With the rise of microdistilleries, it was only a matter time until we saw on-site eateries featuring the unique flavors and personality of the artisanal distillery. St. Louis’ Square One Brewery and Distillery has a food menu that includes lots of food and spirit pairing suggestions. Flavor infused spirits complement the food. Spirits are also offered in tasting flights, including flights in two portion sizes. Differing portion sizes encourages customers to explore new products and the adventure of artisanal small batch beverages.
Other distillery pubs include the Bardenay Restaurant and Distillery in Boise, Idaho, and Dogfish Head Brewing and Eats in Rehoboth, Delaware. Some of these brewery-distillery manufacturers and pubs offer a line of on site produced beers and spirits.

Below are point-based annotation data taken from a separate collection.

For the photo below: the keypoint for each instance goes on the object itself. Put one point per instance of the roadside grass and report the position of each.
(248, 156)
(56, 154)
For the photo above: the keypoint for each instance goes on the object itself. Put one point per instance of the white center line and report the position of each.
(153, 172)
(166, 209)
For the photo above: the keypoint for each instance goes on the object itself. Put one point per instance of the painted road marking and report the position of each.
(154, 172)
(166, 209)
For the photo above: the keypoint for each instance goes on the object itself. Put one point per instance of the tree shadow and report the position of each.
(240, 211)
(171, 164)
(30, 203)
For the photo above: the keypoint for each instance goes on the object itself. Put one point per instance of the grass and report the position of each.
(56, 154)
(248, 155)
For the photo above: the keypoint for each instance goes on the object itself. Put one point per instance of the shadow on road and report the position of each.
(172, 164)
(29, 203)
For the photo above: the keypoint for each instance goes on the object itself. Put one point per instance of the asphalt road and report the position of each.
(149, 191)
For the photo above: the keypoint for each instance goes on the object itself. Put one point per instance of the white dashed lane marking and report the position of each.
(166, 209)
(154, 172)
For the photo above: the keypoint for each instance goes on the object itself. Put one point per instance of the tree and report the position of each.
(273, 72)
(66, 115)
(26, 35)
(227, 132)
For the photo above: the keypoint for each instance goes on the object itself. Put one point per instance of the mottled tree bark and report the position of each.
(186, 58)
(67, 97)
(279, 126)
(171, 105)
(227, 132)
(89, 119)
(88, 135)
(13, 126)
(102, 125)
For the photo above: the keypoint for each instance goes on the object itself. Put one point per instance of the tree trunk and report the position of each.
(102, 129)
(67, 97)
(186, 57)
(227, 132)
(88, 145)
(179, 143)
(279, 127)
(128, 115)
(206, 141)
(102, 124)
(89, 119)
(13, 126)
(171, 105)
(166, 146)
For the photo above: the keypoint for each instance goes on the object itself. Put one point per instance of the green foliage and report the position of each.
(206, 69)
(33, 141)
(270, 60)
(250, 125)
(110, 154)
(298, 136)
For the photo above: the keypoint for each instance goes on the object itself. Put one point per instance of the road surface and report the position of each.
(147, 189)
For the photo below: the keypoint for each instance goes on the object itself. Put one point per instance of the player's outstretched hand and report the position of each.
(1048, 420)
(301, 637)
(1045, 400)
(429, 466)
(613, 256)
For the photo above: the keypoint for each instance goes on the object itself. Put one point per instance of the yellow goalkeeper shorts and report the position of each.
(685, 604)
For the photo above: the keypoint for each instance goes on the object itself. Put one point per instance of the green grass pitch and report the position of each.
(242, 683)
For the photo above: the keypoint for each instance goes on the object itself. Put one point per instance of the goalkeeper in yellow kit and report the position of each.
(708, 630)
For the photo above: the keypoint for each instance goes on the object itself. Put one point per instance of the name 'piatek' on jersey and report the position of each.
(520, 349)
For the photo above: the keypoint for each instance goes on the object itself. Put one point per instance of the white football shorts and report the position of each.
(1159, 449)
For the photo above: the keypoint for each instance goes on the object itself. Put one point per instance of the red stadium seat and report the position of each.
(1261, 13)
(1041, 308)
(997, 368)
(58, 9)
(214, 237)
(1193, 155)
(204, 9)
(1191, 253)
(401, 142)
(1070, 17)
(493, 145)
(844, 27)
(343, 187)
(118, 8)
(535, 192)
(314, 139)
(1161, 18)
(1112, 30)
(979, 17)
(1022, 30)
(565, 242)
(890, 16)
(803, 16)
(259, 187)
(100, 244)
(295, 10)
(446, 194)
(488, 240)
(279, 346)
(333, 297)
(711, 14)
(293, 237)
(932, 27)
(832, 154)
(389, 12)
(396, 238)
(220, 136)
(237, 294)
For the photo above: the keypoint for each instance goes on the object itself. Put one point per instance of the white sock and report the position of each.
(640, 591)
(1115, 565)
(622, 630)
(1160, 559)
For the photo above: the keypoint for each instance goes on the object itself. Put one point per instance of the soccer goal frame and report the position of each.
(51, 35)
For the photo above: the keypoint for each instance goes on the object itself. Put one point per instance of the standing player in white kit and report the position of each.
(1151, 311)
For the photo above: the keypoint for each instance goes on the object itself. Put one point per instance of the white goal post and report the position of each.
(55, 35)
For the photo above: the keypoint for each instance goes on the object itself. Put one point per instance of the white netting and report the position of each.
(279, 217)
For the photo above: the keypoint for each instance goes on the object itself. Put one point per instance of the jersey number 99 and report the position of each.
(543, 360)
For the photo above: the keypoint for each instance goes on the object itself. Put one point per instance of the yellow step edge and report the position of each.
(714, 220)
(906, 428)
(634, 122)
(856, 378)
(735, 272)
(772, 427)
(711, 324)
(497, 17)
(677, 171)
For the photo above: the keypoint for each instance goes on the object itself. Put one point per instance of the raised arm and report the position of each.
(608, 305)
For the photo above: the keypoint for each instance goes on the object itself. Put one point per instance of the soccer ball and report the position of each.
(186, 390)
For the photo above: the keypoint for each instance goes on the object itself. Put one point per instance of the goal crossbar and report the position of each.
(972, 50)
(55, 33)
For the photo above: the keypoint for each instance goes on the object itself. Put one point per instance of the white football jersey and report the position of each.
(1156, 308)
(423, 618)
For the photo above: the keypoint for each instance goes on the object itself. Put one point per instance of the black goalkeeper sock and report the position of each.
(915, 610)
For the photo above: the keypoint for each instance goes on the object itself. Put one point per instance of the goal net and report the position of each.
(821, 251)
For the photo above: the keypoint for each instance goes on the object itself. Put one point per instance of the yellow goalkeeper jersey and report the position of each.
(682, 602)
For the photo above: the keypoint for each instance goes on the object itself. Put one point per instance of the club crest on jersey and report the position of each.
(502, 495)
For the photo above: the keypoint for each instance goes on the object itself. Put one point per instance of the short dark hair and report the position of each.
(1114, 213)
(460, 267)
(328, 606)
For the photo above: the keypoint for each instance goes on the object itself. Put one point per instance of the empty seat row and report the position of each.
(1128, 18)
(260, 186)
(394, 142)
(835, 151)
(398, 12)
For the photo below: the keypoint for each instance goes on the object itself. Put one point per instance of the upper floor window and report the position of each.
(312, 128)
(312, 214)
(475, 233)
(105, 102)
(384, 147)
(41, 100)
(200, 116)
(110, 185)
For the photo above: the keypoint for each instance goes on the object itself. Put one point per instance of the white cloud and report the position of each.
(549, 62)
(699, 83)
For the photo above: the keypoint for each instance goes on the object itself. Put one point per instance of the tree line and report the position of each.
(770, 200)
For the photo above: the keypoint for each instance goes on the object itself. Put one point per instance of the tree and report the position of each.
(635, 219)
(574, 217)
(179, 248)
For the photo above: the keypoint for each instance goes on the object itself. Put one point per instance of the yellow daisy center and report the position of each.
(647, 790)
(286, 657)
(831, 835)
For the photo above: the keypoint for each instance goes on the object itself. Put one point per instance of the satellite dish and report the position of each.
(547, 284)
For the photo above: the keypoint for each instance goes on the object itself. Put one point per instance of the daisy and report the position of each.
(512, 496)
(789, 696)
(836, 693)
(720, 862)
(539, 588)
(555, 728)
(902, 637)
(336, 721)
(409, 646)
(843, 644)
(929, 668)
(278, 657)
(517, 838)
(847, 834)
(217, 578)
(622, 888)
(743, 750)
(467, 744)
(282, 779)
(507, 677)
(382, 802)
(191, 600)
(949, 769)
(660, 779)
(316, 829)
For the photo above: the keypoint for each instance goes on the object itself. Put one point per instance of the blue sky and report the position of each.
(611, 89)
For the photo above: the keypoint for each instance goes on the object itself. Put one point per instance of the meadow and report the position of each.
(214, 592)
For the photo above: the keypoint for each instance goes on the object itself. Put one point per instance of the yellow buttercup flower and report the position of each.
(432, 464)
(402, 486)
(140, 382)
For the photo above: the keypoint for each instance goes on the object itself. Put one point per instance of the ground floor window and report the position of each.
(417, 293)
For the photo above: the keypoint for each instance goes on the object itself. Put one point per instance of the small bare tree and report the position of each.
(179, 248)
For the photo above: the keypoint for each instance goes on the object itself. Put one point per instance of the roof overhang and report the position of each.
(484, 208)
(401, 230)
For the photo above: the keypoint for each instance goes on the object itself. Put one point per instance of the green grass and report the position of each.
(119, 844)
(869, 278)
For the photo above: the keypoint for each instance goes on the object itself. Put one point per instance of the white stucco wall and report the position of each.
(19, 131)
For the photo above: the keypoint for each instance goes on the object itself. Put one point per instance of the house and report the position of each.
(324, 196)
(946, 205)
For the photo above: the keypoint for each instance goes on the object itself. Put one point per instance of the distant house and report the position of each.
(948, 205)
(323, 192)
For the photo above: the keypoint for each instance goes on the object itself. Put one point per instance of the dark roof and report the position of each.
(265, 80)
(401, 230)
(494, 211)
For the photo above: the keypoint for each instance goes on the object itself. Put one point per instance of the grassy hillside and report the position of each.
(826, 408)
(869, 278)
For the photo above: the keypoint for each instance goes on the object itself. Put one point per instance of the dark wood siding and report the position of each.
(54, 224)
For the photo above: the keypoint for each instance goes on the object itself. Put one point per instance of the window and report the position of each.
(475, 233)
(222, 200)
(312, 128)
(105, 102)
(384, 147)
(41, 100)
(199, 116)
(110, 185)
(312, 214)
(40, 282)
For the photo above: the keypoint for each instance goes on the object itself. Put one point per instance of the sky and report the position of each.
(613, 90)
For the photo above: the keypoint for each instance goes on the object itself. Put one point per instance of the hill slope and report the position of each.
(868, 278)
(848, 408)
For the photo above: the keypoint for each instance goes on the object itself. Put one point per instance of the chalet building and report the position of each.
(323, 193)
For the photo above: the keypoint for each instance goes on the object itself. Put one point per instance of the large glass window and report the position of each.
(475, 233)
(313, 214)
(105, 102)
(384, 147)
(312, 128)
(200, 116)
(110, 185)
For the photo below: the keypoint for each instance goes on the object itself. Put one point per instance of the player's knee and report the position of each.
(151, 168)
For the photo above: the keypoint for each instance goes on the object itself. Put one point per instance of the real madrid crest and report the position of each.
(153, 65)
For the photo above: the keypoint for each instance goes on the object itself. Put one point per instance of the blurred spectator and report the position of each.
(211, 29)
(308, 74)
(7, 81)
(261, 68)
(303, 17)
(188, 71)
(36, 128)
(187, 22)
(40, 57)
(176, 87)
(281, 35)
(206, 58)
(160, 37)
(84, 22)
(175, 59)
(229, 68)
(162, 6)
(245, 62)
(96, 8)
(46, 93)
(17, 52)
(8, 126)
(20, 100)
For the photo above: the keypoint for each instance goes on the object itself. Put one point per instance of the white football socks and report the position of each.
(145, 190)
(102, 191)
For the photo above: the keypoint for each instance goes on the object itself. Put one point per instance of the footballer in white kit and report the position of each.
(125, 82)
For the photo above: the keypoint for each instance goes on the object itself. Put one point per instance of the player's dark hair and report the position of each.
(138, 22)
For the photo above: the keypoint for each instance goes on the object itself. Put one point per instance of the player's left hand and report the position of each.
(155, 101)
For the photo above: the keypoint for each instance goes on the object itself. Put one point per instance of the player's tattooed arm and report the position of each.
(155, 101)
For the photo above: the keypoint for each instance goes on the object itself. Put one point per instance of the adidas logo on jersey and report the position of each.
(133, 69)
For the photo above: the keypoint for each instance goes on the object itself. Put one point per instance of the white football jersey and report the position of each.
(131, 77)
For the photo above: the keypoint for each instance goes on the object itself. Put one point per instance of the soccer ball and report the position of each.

New York laws make it difficult to manufacture more than one alcohol variety at a single plant. Even with “alternating premises,” the laws in New York do not favor a mixed distillery-brewery, and especially not one that is also a brew-pub. Recent changes in federal and state laws to ease some of the restrictive regulations and tax burdens show that this industry plays an increasingly significant role in the state’s economy. As the large companies like Kodak, Xerox and Bausch & Lomb continue to diminish their footprint on the state’s economic base, these small beverage manufacturing businesses not only provide jobs, but they also create important synergies with the agricultural and tourism industries in New York. As more New York artisanal beverage manufacturers want to spread their wings into new product ventures, I expect we will see laws that allow these hybrid manufacturing operations.